George Osborne's response to the pre-Budget report was strong on rhetoric; weak on substance. He had the basic survival instinct to avoid the trap laid for him, although his foot did go right over the edge. He condemned the National Insurance rise on incomes over £20,000 a year as a tax on jobs, but the point about that is that it is not coming in until 2011, so it is, from his point of view as someone that hopes to be Chancellor by then, entirely a matter for him. Yet he didn't say what he would do.
Darling in his response to the response exposed the flaw in the Government's argument. He told the Conservatives that the deficit had to be reduced "in a way that doesn't damp down demand". One of the differences between the parties is that Labour says don't start the squeeze yet. But it is the Government that is putting VAT up by a substantial 2.5 percentage points on 1 January.
And Osborne had the best lines.
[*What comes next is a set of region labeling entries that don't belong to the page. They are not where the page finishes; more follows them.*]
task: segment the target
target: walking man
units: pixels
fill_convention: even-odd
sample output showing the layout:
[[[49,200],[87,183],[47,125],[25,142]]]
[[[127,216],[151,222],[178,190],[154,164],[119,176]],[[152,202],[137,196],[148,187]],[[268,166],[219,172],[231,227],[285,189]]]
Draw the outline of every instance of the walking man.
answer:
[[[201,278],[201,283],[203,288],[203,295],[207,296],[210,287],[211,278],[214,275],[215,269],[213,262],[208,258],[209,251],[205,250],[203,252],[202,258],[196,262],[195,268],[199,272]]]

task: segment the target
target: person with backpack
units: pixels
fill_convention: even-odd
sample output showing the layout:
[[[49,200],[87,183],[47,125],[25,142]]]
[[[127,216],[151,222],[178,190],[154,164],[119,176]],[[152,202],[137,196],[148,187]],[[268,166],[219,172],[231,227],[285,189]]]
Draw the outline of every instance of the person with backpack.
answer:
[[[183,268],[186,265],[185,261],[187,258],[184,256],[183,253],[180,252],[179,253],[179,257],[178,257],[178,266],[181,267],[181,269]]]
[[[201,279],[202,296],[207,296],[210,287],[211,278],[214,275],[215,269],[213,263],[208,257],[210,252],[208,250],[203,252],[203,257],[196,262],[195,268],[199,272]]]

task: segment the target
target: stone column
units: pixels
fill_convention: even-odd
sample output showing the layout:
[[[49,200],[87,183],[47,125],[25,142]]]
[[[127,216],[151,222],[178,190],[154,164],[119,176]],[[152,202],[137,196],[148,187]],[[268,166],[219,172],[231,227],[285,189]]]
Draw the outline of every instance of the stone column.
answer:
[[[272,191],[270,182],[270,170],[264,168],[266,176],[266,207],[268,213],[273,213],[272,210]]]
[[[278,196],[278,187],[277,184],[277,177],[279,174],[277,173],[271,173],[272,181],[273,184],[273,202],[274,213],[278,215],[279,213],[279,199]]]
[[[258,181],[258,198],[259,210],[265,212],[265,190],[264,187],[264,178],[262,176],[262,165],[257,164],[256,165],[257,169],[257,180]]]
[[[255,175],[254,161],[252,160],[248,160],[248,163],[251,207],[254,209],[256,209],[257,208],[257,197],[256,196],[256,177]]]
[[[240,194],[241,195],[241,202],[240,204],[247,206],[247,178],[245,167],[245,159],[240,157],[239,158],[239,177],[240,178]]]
The Prime Minister wants to get the forecasts wrong on purpose; the Chancellor wants to get them wrong by accident.
And he nailed the Labour "core vote" strategy, which defines as I pointed out yesterday a party that is going down the toilet:
Photograph: BBC
Comments
When the Government decreased VAT from 17.5% to 15% many commentators decried it as trivial, having little if any effect. Presumably you were the exception who regarded the decrease as 'substantial'.
I don't really think they are taking the problem seriously yet. Post 3/6/10 at the latest, they will be. Presumably the rating agencies are holding fire until then.